Ziegelmauerwerk verfugen - historisch

Thomas Haedrich
2005-01-03 14:19:55

Hallo,

mir geht es um einen Gründerzeitbau mit Sichtmauerwerk. Vielleicht kennt
sich jemand mit der schon etwas älteren Bautechnik aus.
Gemauert wurde mit Kalkmörtel. Womit wurde ausgefugt? Kalkmörtel mit
feinerer Sieblinie? Der Kalkmörtel ist ja sehr hell - waren die Fugen
historisch so hell? Oder wurde gefärbt?

Wenn man sich dieses (und andere Gebäude) anschaut, findet man in den
Fugen schwarzes weiches Material. Das kann verwitterter und verdreckter
Kalkmörtel sein.
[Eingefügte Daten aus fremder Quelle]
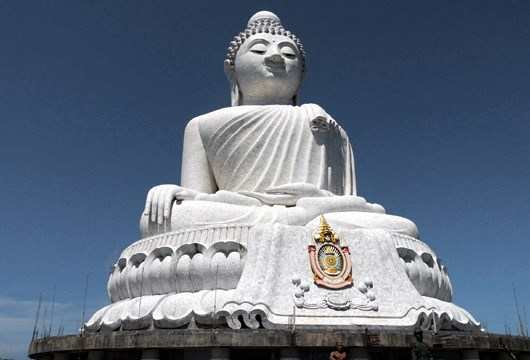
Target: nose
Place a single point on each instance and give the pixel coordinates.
(274, 55)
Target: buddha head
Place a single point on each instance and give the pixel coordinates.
(265, 63)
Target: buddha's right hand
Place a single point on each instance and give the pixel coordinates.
(160, 199)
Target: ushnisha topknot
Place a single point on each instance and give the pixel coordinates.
(262, 22)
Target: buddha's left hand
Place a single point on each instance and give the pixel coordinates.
(287, 194)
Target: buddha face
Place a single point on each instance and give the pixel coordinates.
(267, 69)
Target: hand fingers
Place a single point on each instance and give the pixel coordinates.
(272, 199)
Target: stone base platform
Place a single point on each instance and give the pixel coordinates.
(263, 344)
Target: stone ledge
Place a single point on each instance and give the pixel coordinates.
(207, 338)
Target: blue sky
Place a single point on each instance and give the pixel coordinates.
(94, 96)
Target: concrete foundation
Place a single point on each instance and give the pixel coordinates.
(311, 344)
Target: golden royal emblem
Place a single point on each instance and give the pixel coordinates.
(330, 262)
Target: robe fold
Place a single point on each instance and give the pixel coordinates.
(259, 147)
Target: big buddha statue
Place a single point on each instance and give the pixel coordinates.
(266, 227)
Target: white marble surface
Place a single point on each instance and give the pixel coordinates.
(274, 285)
(231, 243)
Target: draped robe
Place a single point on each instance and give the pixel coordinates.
(254, 148)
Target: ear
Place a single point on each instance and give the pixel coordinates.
(235, 95)
(229, 71)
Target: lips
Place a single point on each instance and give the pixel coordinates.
(275, 67)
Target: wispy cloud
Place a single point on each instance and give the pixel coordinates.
(17, 320)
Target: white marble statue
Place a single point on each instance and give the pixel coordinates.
(231, 243)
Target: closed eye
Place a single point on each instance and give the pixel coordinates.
(258, 48)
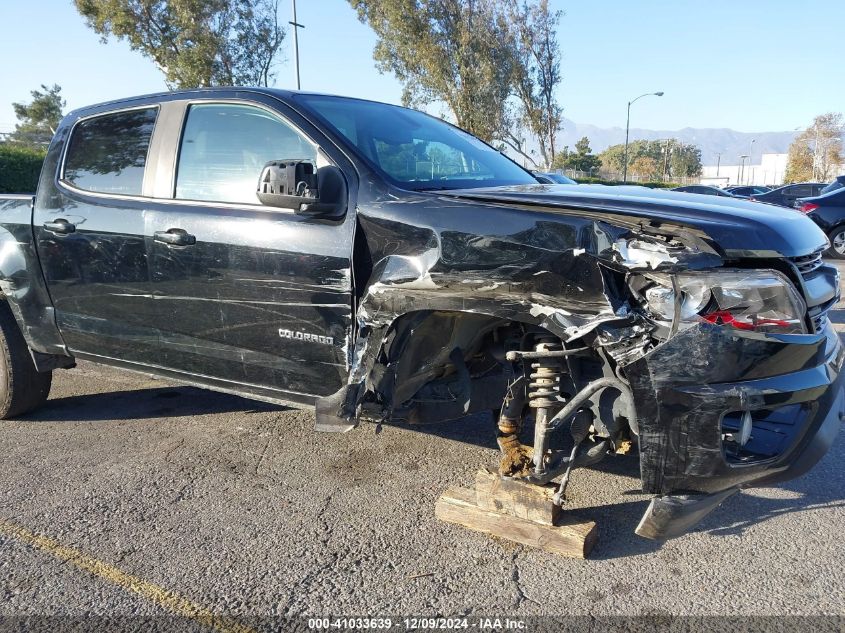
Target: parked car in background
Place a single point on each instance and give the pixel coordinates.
(551, 178)
(838, 183)
(787, 195)
(828, 211)
(747, 191)
(705, 190)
An manchen Häusern ist dieses Material aber auch sehr
fest, wahrscheinlich zementhaltig. Aber auch sehr dunkel. Es könnte
hier, zur Bauzeit oder auch später, mit dunkel gefärbtem Zementmörtel
ausgefugt worden sein.

Was sollte man heute tun beim Ausfugen? Bei reichlich Zement habe ich
etwas Bedenken, da die Ziegel sehr weich sind.

Grüße, Thomas


Ziegelmauerwerk verfugen - historisch

Werner Jakobi
2005-01-03 21:40:25

Thomas Haedrich posted:

>Gemauert wurde mit Kalkmörtel. Womit wurde ausgefugt? Kalkmörtel mit
>feinerer Sieblinie? Der Kalkmörtel ist ja sehr hell - waren die Fugen
>historisch so hell? Oder wurde gefärbt?

Kalkmörtel ist nicht wasserbeständig. Deshalb wurde vor Aufkommen von
Zement mit Traßmörtel verfugt.

In der Gründerzeit war je nach Verfügbarkeit beides noch üblich.
Farblich läßt sich das nicht unterscheiden.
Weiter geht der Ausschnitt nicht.